If it turns out that rates decline in the five to seven-year period, your payments might decrease when the rate resets. While rates are rising now and in the medium term, it is certainly possible we could have a recession in the next five years that could cause rates to sink.

Before you decide to get another ARM, you should investigate what the caps are on how much your mortgage payments can rise, both each year and over the life of your loan. This might be written in your loan documents as 2/2/5. The first number shows the largest amount by which the rate can go up in the first year after the fixed rate period of 3,5 or 7 years ends. The second number illustrates the most it can change each year. The third number shows how much it can go up over the life of your loan.

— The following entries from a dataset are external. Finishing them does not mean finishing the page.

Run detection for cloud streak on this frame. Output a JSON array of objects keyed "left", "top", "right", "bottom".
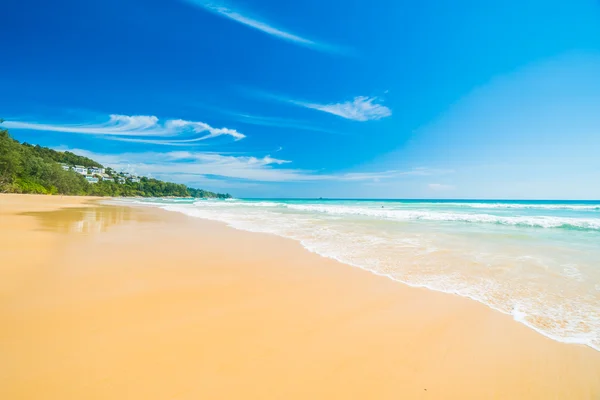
[
  {"left": 192, "top": 102, "right": 347, "bottom": 135},
  {"left": 295, "top": 96, "right": 392, "bottom": 121},
  {"left": 4, "top": 115, "right": 245, "bottom": 145},
  {"left": 244, "top": 89, "right": 392, "bottom": 122},
  {"left": 225, "top": 111, "right": 346, "bottom": 135},
  {"left": 183, "top": 0, "right": 345, "bottom": 54},
  {"left": 60, "top": 148, "right": 449, "bottom": 185}
]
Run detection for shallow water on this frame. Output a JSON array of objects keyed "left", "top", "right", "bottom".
[{"left": 121, "top": 198, "right": 600, "bottom": 351}]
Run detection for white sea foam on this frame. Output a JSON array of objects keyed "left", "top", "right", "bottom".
[
  {"left": 213, "top": 200, "right": 600, "bottom": 211},
  {"left": 193, "top": 200, "right": 283, "bottom": 208},
  {"left": 183, "top": 200, "right": 600, "bottom": 230},
  {"left": 561, "top": 264, "right": 585, "bottom": 281},
  {"left": 284, "top": 204, "right": 600, "bottom": 231},
  {"left": 151, "top": 200, "right": 600, "bottom": 353},
  {"left": 184, "top": 200, "right": 600, "bottom": 230},
  {"left": 438, "top": 202, "right": 600, "bottom": 211}
]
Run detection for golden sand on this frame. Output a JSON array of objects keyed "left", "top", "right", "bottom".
[{"left": 1, "top": 194, "right": 599, "bottom": 399}]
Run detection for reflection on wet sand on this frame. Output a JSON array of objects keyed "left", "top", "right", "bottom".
[{"left": 20, "top": 205, "right": 157, "bottom": 234}]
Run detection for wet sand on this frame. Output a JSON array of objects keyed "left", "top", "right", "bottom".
[{"left": 1, "top": 194, "right": 599, "bottom": 399}]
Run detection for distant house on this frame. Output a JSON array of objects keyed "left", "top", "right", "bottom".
[
  {"left": 89, "top": 167, "right": 105, "bottom": 175},
  {"left": 85, "top": 176, "right": 99, "bottom": 184},
  {"left": 130, "top": 177, "right": 140, "bottom": 183},
  {"left": 74, "top": 165, "right": 87, "bottom": 175},
  {"left": 60, "top": 164, "right": 70, "bottom": 171},
  {"left": 117, "top": 177, "right": 126, "bottom": 184},
  {"left": 101, "top": 176, "right": 114, "bottom": 182}
]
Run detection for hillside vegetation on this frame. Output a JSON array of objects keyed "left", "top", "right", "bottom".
[{"left": 0, "top": 125, "right": 231, "bottom": 198}]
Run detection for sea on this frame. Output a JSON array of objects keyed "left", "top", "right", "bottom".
[{"left": 121, "top": 198, "right": 600, "bottom": 351}]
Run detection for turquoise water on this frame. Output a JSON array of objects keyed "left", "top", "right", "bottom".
[{"left": 123, "top": 198, "right": 600, "bottom": 351}]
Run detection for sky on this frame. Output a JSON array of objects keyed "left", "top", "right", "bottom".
[{"left": 2, "top": 0, "right": 600, "bottom": 199}]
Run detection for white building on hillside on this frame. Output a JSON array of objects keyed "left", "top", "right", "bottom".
[
  {"left": 60, "top": 164, "right": 70, "bottom": 171},
  {"left": 89, "top": 167, "right": 105, "bottom": 175},
  {"left": 85, "top": 176, "right": 99, "bottom": 184},
  {"left": 74, "top": 165, "right": 87, "bottom": 175}
]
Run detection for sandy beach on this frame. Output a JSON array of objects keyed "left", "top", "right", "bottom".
[{"left": 1, "top": 194, "right": 599, "bottom": 399}]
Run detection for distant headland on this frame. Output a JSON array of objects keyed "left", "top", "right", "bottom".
[{"left": 0, "top": 124, "right": 231, "bottom": 199}]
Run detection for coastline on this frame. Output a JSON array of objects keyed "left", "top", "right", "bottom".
[
  {"left": 1, "top": 194, "right": 600, "bottom": 399},
  {"left": 155, "top": 197, "right": 600, "bottom": 351}
]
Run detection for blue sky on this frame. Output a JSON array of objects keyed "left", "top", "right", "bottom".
[{"left": 2, "top": 0, "right": 600, "bottom": 198}]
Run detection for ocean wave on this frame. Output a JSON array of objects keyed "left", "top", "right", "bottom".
[
  {"left": 284, "top": 204, "right": 600, "bottom": 231},
  {"left": 158, "top": 203, "right": 600, "bottom": 352},
  {"left": 192, "top": 200, "right": 283, "bottom": 207},
  {"left": 220, "top": 200, "right": 600, "bottom": 211},
  {"left": 441, "top": 202, "right": 600, "bottom": 211}
]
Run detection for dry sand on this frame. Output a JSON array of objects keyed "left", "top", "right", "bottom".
[{"left": 1, "top": 194, "right": 599, "bottom": 399}]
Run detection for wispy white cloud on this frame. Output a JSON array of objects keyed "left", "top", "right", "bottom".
[
  {"left": 428, "top": 183, "right": 455, "bottom": 191},
  {"left": 338, "top": 168, "right": 452, "bottom": 181},
  {"left": 243, "top": 89, "right": 392, "bottom": 122},
  {"left": 4, "top": 114, "right": 245, "bottom": 145},
  {"left": 296, "top": 96, "right": 392, "bottom": 121},
  {"left": 65, "top": 149, "right": 309, "bottom": 182},
  {"left": 59, "top": 147, "right": 450, "bottom": 185},
  {"left": 228, "top": 112, "right": 346, "bottom": 135},
  {"left": 191, "top": 102, "right": 345, "bottom": 134},
  {"left": 183, "top": 0, "right": 345, "bottom": 54}
]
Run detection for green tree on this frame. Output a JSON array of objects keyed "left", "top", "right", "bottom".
[{"left": 0, "top": 124, "right": 232, "bottom": 198}]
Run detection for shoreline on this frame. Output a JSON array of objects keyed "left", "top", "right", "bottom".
[
  {"left": 161, "top": 205, "right": 596, "bottom": 351},
  {"left": 148, "top": 198, "right": 600, "bottom": 352},
  {"left": 2, "top": 194, "right": 600, "bottom": 399}
]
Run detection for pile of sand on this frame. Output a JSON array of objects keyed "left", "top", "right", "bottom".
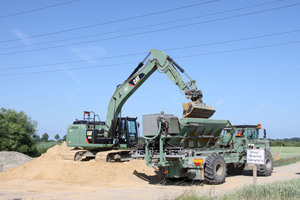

Let's talk a real-world example. Assume you buy a home with a $250,000 house with a 30-year, 5/1 ARM. The initial rate is 4% and you put down 20%. Your monthly payment at first would be $950. In a perfect world, your payment would not rise over the life of the loan and you get the house for about $345,000 with interest.

But this is the best case. Let's say now that after your five-year fixed rate ends, the rate goes up by .25% per year until it hits the maximum amount of 5%. This could spike your rate to 9%! You will be paying $420,000 over the life of your loan. The monthly payment would rise to $1300.

These are the extreme scenarios, and the most likely is something in between them. But if you get a new ARM and the rate hits the cap, you will pay thousands more in interest.

For most of us, fixed rate mortgages are the better choice. This is definitely true if you want to stay in the home for five years. You might want to pick the ARM if you are sure you only will be in the house for three or five years.

The bottom line is this: Rates are rising at the end of 2018. Fixed rate mortgages for 30 years are at 4.875%. A five-year ARM is at 4%. If you are very confident you will move before the rate resets, you might go for a new ARM. But if you are less sure, you may want the safety of a 30-year fixed rate loan. Sure, the payment is higher, but at least you know it cannot rise more than 4.875%.